Buenos días,
El pasado 15 de julio de 2026, el Ayuntamiento de Valencia y la Autoridad Portuaria de Valencia (APV) escenificaron ante la opinión pública y los medios de comunicación un grandilocuente acuerdo institucional. El histórico Faro del Puerto, joya de la ingeniería industrial de principios del siglo XX, sería desmontado de su emplazamiento actual y reubicado con honores en el corazón de La Marina, justo frente al emblemático edificio Veles e Vents. La noticia fue recibida con titulares halagüeños sobre el "rescate", la "puesta en valor" y la "devolución a la ciudadanía" del patrimonio marítimo local.
Sin embargo, detrás de la foto oficial, el titular de portada y la nota de prensa de la APV, no había absolutamente nada.

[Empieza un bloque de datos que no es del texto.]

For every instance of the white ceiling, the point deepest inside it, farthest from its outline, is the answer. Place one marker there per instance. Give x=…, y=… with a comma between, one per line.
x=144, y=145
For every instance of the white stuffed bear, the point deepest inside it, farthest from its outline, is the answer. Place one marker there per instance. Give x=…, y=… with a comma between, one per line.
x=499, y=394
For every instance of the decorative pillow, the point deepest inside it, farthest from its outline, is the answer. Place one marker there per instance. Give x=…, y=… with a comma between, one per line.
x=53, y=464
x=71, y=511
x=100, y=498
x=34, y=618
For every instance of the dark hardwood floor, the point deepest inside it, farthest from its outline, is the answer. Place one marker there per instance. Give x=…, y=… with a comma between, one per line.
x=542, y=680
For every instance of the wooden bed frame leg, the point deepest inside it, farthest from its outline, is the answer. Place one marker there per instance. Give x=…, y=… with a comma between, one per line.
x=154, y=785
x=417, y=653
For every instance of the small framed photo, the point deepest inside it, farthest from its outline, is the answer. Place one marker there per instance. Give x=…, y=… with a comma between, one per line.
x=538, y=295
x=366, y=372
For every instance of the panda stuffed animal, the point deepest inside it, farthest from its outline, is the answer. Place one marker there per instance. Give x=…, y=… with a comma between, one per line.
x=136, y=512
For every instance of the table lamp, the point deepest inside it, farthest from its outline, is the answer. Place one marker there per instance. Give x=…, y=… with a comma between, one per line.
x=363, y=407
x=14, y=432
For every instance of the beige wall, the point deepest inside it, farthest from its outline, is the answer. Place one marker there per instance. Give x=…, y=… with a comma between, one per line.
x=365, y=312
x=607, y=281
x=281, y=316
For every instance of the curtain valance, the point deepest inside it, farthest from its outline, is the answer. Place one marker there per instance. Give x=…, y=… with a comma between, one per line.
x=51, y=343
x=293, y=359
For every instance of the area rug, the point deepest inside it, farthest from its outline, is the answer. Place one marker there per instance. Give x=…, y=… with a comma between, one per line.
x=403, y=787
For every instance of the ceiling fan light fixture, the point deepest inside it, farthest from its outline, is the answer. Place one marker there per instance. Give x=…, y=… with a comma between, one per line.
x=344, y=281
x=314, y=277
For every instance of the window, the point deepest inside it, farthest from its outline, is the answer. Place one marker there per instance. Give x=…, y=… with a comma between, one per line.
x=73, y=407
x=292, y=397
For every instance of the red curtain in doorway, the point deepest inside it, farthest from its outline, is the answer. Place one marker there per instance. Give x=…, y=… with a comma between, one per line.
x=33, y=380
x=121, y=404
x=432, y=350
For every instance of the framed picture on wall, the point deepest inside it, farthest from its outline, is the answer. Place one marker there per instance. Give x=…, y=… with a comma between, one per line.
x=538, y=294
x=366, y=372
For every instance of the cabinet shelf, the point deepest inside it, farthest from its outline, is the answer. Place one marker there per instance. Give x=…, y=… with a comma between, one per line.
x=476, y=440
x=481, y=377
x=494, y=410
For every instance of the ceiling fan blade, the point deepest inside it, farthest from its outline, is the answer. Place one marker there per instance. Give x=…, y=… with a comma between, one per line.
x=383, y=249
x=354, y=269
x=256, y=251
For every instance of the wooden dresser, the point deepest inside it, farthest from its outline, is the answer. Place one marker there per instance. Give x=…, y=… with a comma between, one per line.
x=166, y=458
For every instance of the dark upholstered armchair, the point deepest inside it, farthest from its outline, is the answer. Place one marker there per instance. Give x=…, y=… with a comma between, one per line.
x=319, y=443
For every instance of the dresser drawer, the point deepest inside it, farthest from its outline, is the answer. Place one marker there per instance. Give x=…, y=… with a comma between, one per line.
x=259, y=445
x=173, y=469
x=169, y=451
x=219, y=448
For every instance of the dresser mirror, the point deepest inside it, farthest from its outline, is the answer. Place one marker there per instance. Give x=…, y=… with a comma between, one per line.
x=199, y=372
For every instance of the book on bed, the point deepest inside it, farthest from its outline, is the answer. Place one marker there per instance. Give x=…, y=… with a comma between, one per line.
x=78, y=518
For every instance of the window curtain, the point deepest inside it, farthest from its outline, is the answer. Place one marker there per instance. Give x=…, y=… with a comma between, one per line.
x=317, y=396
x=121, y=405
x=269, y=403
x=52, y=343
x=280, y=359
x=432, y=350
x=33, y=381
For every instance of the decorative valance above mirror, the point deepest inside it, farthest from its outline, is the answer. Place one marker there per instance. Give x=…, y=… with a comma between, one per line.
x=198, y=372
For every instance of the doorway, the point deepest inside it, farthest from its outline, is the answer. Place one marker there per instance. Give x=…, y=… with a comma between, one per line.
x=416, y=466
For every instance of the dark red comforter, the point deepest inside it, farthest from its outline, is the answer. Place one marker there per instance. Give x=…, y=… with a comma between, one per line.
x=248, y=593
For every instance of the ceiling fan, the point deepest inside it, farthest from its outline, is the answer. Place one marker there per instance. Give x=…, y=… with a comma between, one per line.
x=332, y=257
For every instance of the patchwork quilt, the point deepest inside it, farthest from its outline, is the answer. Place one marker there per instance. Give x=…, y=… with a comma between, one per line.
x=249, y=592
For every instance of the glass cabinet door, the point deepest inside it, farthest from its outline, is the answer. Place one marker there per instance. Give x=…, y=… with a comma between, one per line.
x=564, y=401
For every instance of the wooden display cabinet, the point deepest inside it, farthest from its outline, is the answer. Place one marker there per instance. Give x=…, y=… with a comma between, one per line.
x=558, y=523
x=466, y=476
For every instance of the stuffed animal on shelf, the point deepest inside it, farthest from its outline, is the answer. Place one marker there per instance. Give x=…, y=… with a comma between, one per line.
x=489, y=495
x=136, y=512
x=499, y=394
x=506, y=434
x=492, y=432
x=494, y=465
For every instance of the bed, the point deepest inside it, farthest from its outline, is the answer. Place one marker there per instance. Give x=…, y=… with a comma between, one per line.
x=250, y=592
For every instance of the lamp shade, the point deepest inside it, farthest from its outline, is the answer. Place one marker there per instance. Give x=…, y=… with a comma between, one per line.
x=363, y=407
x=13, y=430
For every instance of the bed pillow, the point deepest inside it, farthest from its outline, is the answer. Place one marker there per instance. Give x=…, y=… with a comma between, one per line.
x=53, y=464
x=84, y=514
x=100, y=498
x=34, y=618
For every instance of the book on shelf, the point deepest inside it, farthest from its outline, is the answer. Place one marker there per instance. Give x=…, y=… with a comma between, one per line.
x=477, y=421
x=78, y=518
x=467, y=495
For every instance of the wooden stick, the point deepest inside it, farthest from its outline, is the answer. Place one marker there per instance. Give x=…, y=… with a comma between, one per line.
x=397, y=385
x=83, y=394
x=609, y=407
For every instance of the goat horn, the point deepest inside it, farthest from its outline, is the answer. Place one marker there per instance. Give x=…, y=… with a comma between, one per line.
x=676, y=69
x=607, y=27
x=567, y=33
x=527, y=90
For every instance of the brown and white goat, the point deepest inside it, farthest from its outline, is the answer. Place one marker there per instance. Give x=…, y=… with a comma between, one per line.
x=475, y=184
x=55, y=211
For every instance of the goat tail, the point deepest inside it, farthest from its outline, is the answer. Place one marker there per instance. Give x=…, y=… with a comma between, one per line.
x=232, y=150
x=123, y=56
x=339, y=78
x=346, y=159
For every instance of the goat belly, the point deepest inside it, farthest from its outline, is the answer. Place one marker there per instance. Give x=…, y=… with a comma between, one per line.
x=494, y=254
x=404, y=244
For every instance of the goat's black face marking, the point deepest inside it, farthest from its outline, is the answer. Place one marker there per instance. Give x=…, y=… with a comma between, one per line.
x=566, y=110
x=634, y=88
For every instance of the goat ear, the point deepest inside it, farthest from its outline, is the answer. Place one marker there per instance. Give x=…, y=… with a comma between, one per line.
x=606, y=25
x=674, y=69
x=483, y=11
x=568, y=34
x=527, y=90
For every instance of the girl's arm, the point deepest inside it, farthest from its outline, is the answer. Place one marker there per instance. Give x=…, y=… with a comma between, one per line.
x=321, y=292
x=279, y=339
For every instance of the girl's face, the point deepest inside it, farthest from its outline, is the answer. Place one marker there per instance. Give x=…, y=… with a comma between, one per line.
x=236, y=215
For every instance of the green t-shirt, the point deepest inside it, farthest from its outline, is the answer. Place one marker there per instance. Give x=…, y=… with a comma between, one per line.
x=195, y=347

Ni un proyecto técnico de ingeniería, ni un estudio de impacto sobre la estructura, ni un informe de compatibilidad urbanística y patrimonial con su entorno de protección, ni la preceptiva y obligatoria autorización de la Dirección General de Patrimonio Cultural de la Generalitat Valenciana.
Desde nuestra asociación pedimos, vía transparencia, toda la documentación y ha quedado demostrado que el gobierno municipal vendió a la ciudadanía una operación urbanística y patrimonial fantasma. El Ayuntamiento ha terminado confesando por escrito que, en el preciso instante del anuncio mediático, no constaba en las dependencias municipales un sólo documento técnico de los que solicitamos.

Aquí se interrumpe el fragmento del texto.